Prumsodun Ok et Natyarasa est la première compagnie de danse gay au Cambodge. Une troupe qui se veut aussi pionnière dans sa mise en scène, à la fois classique et inattendue.
Une lumière diffuse s'allume, révélant deux jeunes danseurs graciles sur la scène. Leurs mouvements sont lents et précis, ils enchainent les postures en conservant leur dos cambré, leurs mains recourbées, leurs jambes pliées, leurs orteils recroquevillés. Leurs corps flexibles rappellent la sinuosité du serpent, animal particulièrement important dans les croyances animistes khmères.
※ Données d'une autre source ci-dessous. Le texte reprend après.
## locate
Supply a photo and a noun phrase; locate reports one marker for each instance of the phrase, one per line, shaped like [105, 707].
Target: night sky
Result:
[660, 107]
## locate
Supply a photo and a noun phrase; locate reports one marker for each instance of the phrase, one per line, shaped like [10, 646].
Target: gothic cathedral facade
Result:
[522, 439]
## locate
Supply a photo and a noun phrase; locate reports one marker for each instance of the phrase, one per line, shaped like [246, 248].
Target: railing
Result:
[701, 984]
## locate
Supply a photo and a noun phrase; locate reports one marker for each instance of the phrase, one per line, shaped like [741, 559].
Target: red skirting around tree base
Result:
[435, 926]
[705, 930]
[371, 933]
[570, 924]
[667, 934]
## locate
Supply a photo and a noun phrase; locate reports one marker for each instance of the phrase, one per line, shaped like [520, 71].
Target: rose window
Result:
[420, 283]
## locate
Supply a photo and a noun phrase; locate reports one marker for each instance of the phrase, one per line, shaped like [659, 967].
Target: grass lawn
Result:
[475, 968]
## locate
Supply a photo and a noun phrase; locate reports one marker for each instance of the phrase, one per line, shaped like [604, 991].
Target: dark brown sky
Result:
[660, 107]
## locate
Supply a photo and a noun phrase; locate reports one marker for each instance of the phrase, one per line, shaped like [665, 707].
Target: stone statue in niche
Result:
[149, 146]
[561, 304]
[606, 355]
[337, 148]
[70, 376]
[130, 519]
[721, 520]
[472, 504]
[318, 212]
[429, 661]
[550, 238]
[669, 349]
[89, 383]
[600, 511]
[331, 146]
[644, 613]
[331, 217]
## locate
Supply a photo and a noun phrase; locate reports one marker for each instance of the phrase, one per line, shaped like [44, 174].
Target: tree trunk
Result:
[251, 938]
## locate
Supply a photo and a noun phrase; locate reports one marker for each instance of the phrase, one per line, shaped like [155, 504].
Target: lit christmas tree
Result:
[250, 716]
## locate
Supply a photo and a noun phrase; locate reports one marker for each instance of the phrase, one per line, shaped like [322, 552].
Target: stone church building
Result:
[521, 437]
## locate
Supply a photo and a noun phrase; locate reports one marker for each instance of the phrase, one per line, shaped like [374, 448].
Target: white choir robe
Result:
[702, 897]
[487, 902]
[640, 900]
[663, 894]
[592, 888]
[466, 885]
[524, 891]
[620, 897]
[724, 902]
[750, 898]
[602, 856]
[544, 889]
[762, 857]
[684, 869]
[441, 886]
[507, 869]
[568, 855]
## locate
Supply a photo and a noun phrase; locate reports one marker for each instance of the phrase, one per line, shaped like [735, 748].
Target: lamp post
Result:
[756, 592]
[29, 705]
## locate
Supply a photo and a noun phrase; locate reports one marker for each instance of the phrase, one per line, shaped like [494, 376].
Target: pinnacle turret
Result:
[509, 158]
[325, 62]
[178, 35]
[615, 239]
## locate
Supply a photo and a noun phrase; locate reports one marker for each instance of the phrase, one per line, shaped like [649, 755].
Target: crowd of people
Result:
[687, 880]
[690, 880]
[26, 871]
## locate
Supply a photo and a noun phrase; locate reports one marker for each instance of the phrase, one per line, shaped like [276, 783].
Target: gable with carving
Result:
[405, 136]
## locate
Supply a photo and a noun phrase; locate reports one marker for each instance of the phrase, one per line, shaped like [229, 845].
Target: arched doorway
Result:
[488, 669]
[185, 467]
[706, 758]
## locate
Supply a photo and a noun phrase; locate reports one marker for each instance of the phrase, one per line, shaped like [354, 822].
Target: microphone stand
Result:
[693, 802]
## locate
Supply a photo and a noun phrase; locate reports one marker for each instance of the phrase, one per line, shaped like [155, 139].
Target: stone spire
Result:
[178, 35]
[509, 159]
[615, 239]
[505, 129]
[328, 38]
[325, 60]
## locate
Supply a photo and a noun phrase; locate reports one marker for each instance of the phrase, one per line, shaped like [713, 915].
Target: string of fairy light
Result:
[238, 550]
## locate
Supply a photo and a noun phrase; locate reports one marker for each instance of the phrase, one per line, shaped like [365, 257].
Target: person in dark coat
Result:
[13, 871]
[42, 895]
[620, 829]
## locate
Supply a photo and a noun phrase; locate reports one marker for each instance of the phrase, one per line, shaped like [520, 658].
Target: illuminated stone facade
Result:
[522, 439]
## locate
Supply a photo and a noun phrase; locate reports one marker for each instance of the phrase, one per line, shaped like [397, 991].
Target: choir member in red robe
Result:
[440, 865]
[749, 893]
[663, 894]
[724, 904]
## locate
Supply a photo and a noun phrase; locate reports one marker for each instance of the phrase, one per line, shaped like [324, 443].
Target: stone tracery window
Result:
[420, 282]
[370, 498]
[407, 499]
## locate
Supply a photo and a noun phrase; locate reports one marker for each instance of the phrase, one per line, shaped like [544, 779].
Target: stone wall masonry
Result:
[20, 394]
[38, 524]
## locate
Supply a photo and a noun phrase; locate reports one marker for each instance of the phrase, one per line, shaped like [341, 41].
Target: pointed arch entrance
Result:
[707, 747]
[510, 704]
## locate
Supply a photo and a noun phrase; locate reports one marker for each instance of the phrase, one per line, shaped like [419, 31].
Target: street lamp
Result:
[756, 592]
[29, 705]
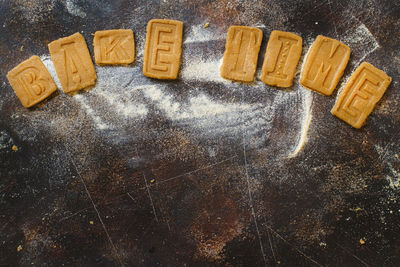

La danse ancestrale évoque le reptile, qui rappelle le flot de l’eau lorsqu'il se déplace.
Les danseurs khmers se mouvaient de cette manière il y a plus de 1000 ans, afin d’invoquer l’eau, le fluide de la vie. En plus de divertir, ils agissaient aussi comme intermédiaires entre la terre et les divinités. « La danse khmère “robam kbach boran” a été conçue comme une prière en mouvement pour apporter la pluie, la fertilité et la prospérité », explique Prumsodun Ok, danseur, professeur, designeur et fondateur de Prumsodun Ok & Natyarasa, la première compagnie de danse khmère gay au Cambodge. La troupe dont font parti sept danseurs a été créée par l’artiste américano-cambodgien il y a quatre ans. Lorsqu’il s’est rendu à Phnom Penh dans le cadre d’un projet à court terme, il ne pensait pas y rester. « Puis je me suis rendu compte que si je voulais servir les traditions avec un plus grand impact, il fallait que je le fasse du Cambodge », confie-t-il.
La moitié de la population du royaume a moins de 25 ans et veut du changement, selon Prumsodum Ok. Pourtant, il a l’impression que ces jeunes se limitent dans leurs idées parce que « lorsqu’ils regardent en arrière, ils n’ont aucun modèle auquel se rattacher », explique-t-il. Pour le fondateur de la compagnie, préserver un héritage culturel qui a presque disparu dans les années 70 est essentiel. Cet art qui a survécu au régime des Khmers rouges représente pour Prumsodun Ok un « symbole d’espoir, de grâce et de résistance pour tous les Khmers autour du monde ».
Un art qui doit être certes préservé mais qui doit aussi s’adapter et représenter le monde actuel. Selon le fondateur de la troupe, si la danse n’a pas de but, pas d’utilisation, alors la tradition va disparaître. « C’est ma responsabilité en tant qu’artiste de donner une nouvelle vie à ce que nous ont transmis nos ancêtres, insiste-t-il. De faire en sorte que cette danse serve la société et reflète qui nous sommes ». C’est la raison pour laquelle il a décidé de choisir des jeunes homosexuels comme danseurs, qui représentent à la fois la communauté LGBT et la nouvelle génération de Cambodgiens. « J’ai voulu utiliser cet aspect de la culture classique khmère comme un miroir. Ces jeunes hommes stigmatisés reflètent en dansant la beauté de ces histoires traditionnelles. Je veux que les gens voient leur beauté ».
Prumsodum Ok présente son spectacle Vajramala: Spirit of Khmer Dance comme une introduction au ballet traditionnel. « Nous voulons montrer au public les possibilités de ce que pourrait être la danse khmère, qu’ils sortent de la salle en se disant “je n'aurais jamais imaginé que les traditions peuvent être exprimées de cette manière », s’exclame-t-il.
Le spectacle est en effet surprenant. De la musique pop accompagne les gestes ancestraux. Quatre mouvements de base (voir nos animations) sont utilisés pour créer un langage via lequel les danseurs s’expriment. Chaque mouvement pouvant représenter une idée, une émotion ou une action est stylisé. « Pour en comprendre la signification exacte, il faut prêter attention aux paroles et au contexte », souligne Prumsodun Ok. Ainsi, il est aisé de décrypter la rage du danseur lorsqu’une lumière rouge clignote et que le bruit du tonnerre résonne.
Prumsodum Ok a aussi choisi de conserver la mise en scène traditionnelle. La danse s’apparente donc à une sorte de pièce de théâtre découpée en scénettes, qui donnent du rythme au spectacle.
La compagnie se représente au Java Creative Café de la rue 468 à Tuol Tom Pong, les samedis et dimanches. L’entrée coûte 25 dollars.